The offense was better in 1987, even though Andres Thomas still existed, but the bullpen fell apart and Tanner couldn’t fix it by hoping Gene Garber would turn it around. It went from bad to worse to egregious in 1988, and Tanner was fired. He wasn’t hired again.

He could be given a grace year in 1986 – but in 1987 he should have realized that Thomas and Ramirez and Hubbard were too much of a bad thing, and just thrown it over to Jeff Blauser to play shortstop. He should have realized that you couldn’t win with no power at first base or third and that Gerald Perry’s 42 steals do no good when he can’t get on base consistently. And a last place team doesn’t need to have Ken Griffey Sr., Ted Simmons, Gary Roenicke and Graig Nettles hanging around.

He didn’t question or push anything – he just went along with what was going on – whether it was stealing bases every 5 seconds, or going with a 3-man rotation, or playing an entire team of middle infielders. Why not – if we think it’ll work it should, right?

Star? Um, no.

Well, OK, “Star” if you count that he played for the Astros, who had a star on their hat.

Drafted at age 18. Done, for all intents and purposes, by 30. Part of the star-crossed 1989 first round that included Frank Thomas, Mo Vaughn, Chuck Knoblauch, Charles Johnson – and guys like Tyler Houston, Roger Salkeld, Earl Cunningham, Donald Harris and Jeff Jackson.

Traded for Mitch Williams. Then traded for Mike Benjamin. Then part of the big ol’ Marquis Grissom deal that netted the Brewers Mike Fetters, Ben McDonald (a fellow 1989 draftee – the #1 overall, as you know) and Ron Villone (who may FINALLY be done after an over 6 ERA in Syracuse last season). Since you all remember the McDonald / Fetters era in Cleveland, you know how big of a deal that turned out to be.

Juden was a big guy. 6’7, 245. (Wikipedia says 6’8, 270) But he had a rep for being free spirited, head case and high strung. He was wild, and he threw inside, which led to altercations. Jim Fregosi called him a ” big, fat, lazy, drunken #%&*?” Well, just because after he got shelled one day, he avoided the press, grabbed some Corona, and drained about 12 on the bus.

I mean, it wasn’t even Budweiser he pounded. It was Corona. Joe Schultz hung his head in shame when he heard that.

He left goodbye notes in lockers to traded teammates.

He broke Pedro Martinez’ CD player.

He played the guitar.

He said this about Milwaukee. “They got a lot of polacks out there. I feel right at home.”

He hit a grand slam, and got the name “The Salem Sledgehammer” because of it.
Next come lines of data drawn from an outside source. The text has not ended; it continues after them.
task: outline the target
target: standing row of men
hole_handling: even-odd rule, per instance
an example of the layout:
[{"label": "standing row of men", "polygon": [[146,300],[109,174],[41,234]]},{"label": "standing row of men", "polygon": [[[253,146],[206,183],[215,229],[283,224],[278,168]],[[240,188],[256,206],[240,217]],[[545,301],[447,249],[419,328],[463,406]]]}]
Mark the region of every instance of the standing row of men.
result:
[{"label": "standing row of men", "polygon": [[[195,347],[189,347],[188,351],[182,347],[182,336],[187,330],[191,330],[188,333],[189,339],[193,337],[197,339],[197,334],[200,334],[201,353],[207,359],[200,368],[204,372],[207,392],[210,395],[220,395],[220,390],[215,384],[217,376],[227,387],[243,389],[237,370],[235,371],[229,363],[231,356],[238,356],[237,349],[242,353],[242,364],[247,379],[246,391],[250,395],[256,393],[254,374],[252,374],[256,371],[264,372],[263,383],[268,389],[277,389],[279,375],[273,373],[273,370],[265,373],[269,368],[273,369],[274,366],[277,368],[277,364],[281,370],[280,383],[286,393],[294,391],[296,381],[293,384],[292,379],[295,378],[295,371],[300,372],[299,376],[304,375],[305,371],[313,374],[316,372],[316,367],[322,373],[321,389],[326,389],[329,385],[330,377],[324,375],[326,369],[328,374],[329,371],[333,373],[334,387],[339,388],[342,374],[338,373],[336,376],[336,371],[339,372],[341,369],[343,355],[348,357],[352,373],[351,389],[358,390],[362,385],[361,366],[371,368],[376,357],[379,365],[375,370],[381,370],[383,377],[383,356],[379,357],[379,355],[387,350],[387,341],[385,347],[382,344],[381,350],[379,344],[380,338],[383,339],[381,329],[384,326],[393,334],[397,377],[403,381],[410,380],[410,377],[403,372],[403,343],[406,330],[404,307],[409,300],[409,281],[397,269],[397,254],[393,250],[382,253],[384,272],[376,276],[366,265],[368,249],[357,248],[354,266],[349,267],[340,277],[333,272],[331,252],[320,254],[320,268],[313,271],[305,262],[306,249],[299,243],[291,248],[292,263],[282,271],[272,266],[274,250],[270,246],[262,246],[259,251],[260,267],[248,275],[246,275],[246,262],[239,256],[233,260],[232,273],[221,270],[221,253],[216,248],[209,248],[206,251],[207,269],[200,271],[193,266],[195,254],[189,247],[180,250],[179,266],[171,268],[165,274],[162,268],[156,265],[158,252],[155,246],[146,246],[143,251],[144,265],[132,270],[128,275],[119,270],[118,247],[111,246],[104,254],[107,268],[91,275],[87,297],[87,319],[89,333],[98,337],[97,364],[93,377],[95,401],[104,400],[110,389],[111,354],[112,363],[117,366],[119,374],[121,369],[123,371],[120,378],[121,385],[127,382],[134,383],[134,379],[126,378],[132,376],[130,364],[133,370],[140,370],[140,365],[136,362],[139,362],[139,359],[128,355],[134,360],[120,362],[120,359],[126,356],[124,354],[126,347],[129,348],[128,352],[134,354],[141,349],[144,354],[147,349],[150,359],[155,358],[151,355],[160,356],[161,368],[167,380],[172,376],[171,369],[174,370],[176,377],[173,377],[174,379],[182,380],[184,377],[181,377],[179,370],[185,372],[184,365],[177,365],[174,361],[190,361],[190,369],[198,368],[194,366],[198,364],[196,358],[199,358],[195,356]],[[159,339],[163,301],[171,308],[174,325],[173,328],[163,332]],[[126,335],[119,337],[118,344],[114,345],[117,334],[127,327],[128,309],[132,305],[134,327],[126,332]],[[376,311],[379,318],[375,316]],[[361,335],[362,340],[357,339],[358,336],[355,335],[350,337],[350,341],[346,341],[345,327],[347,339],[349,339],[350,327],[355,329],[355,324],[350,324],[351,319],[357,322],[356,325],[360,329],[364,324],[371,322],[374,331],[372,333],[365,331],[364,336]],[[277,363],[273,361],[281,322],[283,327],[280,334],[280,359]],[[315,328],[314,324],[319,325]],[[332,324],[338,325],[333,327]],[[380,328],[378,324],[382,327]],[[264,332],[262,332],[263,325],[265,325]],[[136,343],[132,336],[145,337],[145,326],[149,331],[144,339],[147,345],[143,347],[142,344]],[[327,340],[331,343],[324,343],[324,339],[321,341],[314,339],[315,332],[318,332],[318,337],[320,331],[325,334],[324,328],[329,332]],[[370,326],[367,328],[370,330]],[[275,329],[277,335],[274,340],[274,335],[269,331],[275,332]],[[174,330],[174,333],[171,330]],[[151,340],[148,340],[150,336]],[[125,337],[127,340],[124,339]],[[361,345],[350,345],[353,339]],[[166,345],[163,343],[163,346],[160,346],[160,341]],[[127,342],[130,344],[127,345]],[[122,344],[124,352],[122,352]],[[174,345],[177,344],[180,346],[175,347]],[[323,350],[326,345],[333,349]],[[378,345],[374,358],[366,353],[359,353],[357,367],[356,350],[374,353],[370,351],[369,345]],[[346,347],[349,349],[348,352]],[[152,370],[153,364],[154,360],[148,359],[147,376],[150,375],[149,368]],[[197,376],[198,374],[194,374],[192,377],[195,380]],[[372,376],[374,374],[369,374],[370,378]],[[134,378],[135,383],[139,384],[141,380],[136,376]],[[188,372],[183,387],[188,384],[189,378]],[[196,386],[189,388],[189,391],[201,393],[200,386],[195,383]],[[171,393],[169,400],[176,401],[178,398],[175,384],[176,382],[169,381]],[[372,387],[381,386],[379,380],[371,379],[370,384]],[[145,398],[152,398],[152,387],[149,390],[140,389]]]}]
He had a 1.59 ERA in his last big league season, for the 1999 Yanks. However, in his 5 2/3 innings, he let in eight unearned runs.

Jeff Juden’s career could be epitomized in his last appearance in the bigs.

It was the last game of the 1999 season. The Yanks were in Tampa facing the Devil Rays, and basically Joe Torre was treating it like a Spring Training “B” game. Clay Bellinger in left. D’Angelo Jiminez at third. A young and tender Soriano at short. Sojo at second. And Juden on the hill.

First inning for Juden: Whiff, whiff, 3 unassisted.

Second inning for Juden: E6 (Soriano couldn’t field then…can’t field now.), whiff, whiff, whiff.

Third inning for Juden: Whiff, single, walk, DP.

Not bad eh?

Fourth inning: Grounder to the box, walk, double, whiff, walk, hit batter (forcing in a run), E3 (Leyritz, yeesh), inside the park home run by Terrell Lowery. Chad Curtis was in CF, so it wasn’t Bernie Williams, but still…

Juden, yanked. In comes Mike “Schmuddie” Buddie. Jeff gives up six runs, on two hits, an error, two walks and a hit batter. A calamity of an inning if there ever was one. He whiffed eight in 3 2/3 but took 85 pitches to get to 3 2/3.

If there ever was a pitcher that needed a Crash Davis, it was Juden.